Faggioli P, De Paschale M, Tocci A, Luoni M, Fava S, De Paoli A, Tosi A, Cassi E
Sezione di Emato/Oncologia, Ospedale di Legnano, Italy.
Haematologica. 1997 Jan-Feb;82(1):38-42.
Hepatic toxicity directly related to the drugs administered in cyclic chemotherapy (CT), although sometimes serious, does not limit the treatment of non-Hodgkin's lymphoma (NHL). Nevertheless, reports of reactivation of viral hepatitis in NHL patients with B virus (HBV) infection are becoming more frequent. The recent observation of two cases of severe liver toxicity directly correlated to CT and a case of fatal hepatic failure due to HBV replication prompted us to evaluate the hepatic toxicity of CT in 98 consecutive B-cell NHL patients treated with relatively homogeneous cyclic CT.
Acute hepatic toxicity was retrospectively evaluated in 98 consecutive B-cell NHL patients who received induction CT. HBV and HCV markers were checked at presentation. All patients were tested for ALT and bilirubin before every CT course, while tests for HBV-DNA and/or for HCV-RNA were performed with PCR only when hepatitis occurred.

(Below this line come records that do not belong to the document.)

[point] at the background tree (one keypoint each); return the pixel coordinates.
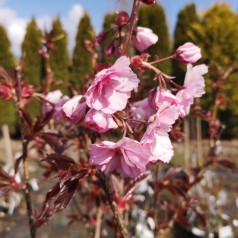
(59, 55)
(155, 19)
(82, 58)
(109, 18)
(186, 17)
(7, 112)
(217, 35)
(33, 63)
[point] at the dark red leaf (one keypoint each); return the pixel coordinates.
(26, 116)
(227, 164)
(59, 196)
(42, 121)
(53, 141)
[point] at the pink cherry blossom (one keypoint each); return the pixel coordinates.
(112, 87)
(194, 82)
(194, 87)
(144, 38)
(188, 53)
(159, 146)
(126, 157)
(75, 109)
(100, 121)
(6, 91)
(141, 110)
(158, 97)
(156, 140)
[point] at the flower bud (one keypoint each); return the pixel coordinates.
(148, 2)
(5, 91)
(122, 18)
(143, 38)
(188, 53)
(27, 91)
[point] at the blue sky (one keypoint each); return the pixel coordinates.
(14, 14)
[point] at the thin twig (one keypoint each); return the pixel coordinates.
(116, 213)
(97, 233)
(131, 25)
(25, 143)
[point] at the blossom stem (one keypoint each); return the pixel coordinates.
(131, 24)
(24, 156)
(161, 60)
(116, 213)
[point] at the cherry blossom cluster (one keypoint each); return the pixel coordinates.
(105, 106)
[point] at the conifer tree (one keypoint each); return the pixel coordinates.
(155, 19)
(33, 63)
(109, 18)
(59, 58)
(7, 110)
(82, 58)
(185, 20)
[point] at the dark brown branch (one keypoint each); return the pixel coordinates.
(116, 213)
(24, 156)
(131, 25)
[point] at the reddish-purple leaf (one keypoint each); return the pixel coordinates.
(53, 141)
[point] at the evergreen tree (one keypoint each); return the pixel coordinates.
(7, 112)
(109, 18)
(155, 19)
(33, 63)
(59, 55)
(33, 67)
(82, 59)
(186, 18)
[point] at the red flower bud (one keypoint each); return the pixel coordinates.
(5, 91)
(122, 18)
(27, 91)
(148, 2)
(188, 53)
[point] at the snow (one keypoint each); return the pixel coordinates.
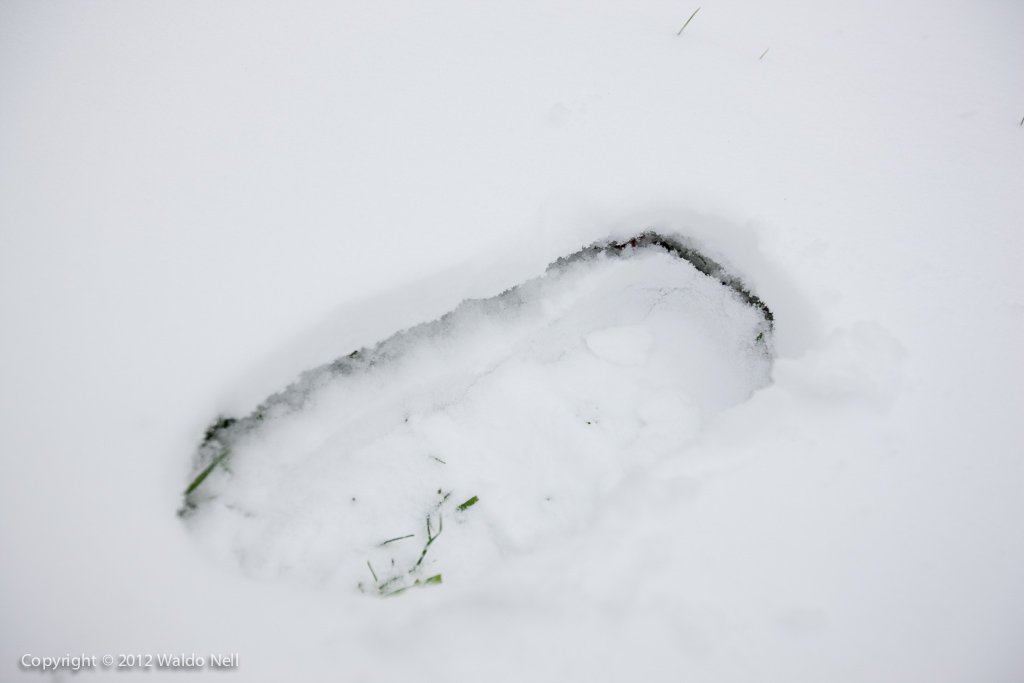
(530, 401)
(199, 203)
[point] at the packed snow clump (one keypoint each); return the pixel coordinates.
(491, 431)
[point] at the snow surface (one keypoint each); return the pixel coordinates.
(199, 202)
(538, 402)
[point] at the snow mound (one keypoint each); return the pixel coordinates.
(495, 430)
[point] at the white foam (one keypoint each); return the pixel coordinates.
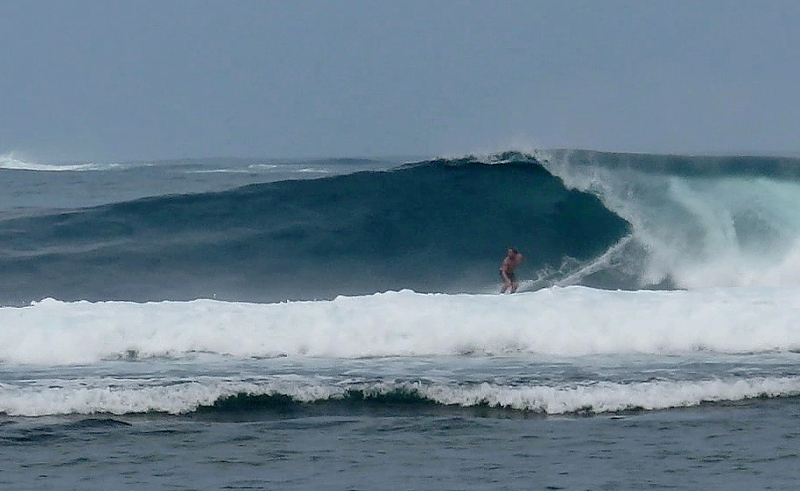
(701, 232)
(560, 321)
(136, 396)
(12, 162)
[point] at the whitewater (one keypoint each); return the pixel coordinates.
(305, 322)
(571, 321)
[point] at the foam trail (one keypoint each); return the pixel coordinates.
(568, 321)
(136, 396)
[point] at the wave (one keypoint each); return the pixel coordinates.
(437, 226)
(603, 220)
(571, 321)
(697, 221)
(297, 395)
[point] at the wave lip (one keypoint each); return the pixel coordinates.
(209, 395)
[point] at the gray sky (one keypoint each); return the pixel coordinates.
(129, 80)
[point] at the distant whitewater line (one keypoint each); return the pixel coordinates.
(571, 321)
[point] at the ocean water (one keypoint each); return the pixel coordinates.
(336, 323)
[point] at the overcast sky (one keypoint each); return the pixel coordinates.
(140, 79)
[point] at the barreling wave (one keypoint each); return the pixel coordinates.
(436, 226)
(605, 220)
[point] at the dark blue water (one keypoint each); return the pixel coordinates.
(673, 365)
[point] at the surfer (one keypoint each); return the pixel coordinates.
(510, 263)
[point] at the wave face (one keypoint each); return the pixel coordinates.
(435, 226)
(605, 220)
(696, 221)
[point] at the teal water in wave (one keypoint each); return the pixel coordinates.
(654, 343)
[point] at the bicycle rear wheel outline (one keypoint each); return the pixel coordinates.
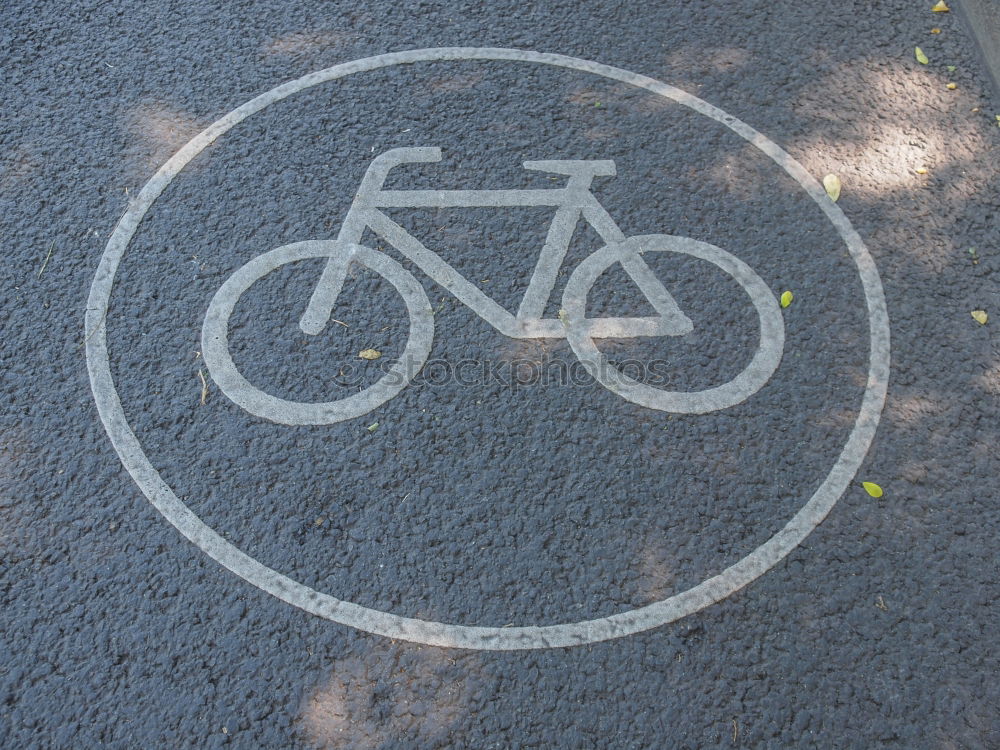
(215, 337)
(750, 380)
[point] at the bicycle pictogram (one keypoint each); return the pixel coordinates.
(573, 203)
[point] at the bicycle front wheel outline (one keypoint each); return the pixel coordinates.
(751, 379)
(215, 336)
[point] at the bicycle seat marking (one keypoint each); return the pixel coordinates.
(572, 203)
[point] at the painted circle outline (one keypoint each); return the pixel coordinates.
(617, 625)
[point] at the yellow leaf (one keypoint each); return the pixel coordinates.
(831, 183)
(872, 489)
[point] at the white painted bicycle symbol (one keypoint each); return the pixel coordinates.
(573, 202)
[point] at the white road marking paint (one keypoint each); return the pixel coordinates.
(572, 203)
(616, 625)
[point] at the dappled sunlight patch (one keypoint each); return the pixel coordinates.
(159, 131)
(17, 164)
(989, 381)
(909, 411)
(909, 135)
(461, 82)
(697, 59)
(297, 42)
(413, 697)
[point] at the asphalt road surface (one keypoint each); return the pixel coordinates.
(386, 375)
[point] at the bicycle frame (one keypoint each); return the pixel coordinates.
(572, 202)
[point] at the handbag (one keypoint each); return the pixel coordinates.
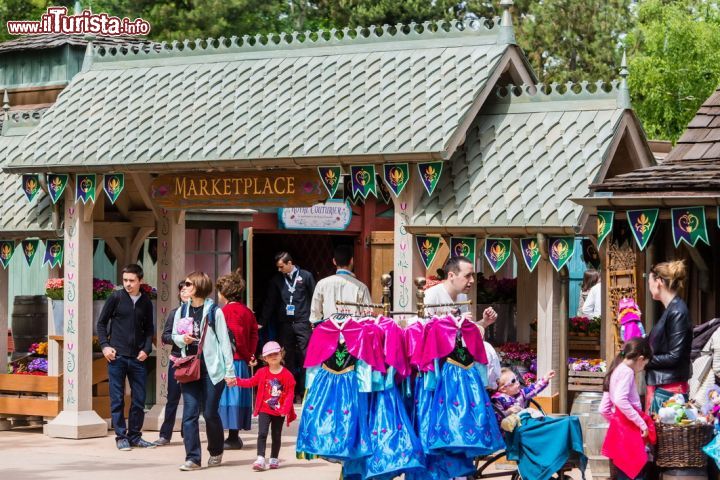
(187, 369)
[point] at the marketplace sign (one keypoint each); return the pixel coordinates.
(332, 215)
(277, 188)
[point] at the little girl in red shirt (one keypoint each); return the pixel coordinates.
(274, 402)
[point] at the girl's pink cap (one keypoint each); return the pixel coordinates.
(271, 347)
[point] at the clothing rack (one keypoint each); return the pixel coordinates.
(385, 305)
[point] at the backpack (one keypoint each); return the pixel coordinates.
(211, 323)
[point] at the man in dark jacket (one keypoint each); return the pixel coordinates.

At presentation 22 patients (22.4%) were positive for HBsAg, and 11 (15.9%) were positive for anti-HCV. Acute hepatitis developed in 12 (12.2%) NHL patients: 8 (out of 22) in HBsAg-positive and anti-HCV-negative patients, 3 (out of 76) in HBsAg-negative patients, and 1 (out of 11) in anti-HCV-positive patients. Hepatitis was attributed to reactivation of chronic B hepatitis in 3 patients and to drug toxicity in 3 others; hepatitis was undefined in 6 cases.
Drug-related liver toxicity is not a rare occurrence in NHL patients. Reactivation of HBV replication is responsible for a relevant number of the hepatitis cases observed. We did not detect acute hepatitis due to the reactivation of HCV replication (in chronic C hepatitis carriers).
在循环化疗(CT)中,与所使用药物直接相关的肝毒性虽然有时较为严重,但并不限制非霍奇金淋巴瘤(NHL)的治疗。然而,B病毒(HBV)感染的NHL患者中病毒性肝炎再激活的报道日益增多。最近观察到两例与CT直接相关的严重肝毒性病例以及一例因HBV复制导致的致命肝衰竭病例,促使我们对98例接受相对统一循环CT治疗的连续B细胞NHL患者的CT肝毒性进行评估。
对98例接受诱导CT的连续B细胞NHL患者的急性肝毒性进行回顾性评估。就诊时检查HBV和HCV标志物。所有患者在每个CT疗程前检测ALT和胆红素,仅在发生肝炎时用PCR检测HBV-DNA和/或HCV-RNA。
就诊时22例患者(22.4%)HBsAg阳性,11例患者(15.9%)抗-HCV阳性。12例(12.2%)NHL患者发生急性肝炎:HBsAg阳性且抗-HCV阴性患者中有8例(共22例),HBsAg阴性患者中有3例(共76例),抗-HCV阳性患者中有1例(共11例)。3例肝炎归因于慢性B型肝炎再激活,另外3例归因于药物毒性;6例肝炎病因不明。
药物相关的肝毒性在NHL患者中并不罕见。HBV复制再激活是所观察到的相当一部分肝炎病例的病因。我们未检测到因HCV复制再激活(慢性丙型肝炎携带者中)导致的急性肝炎。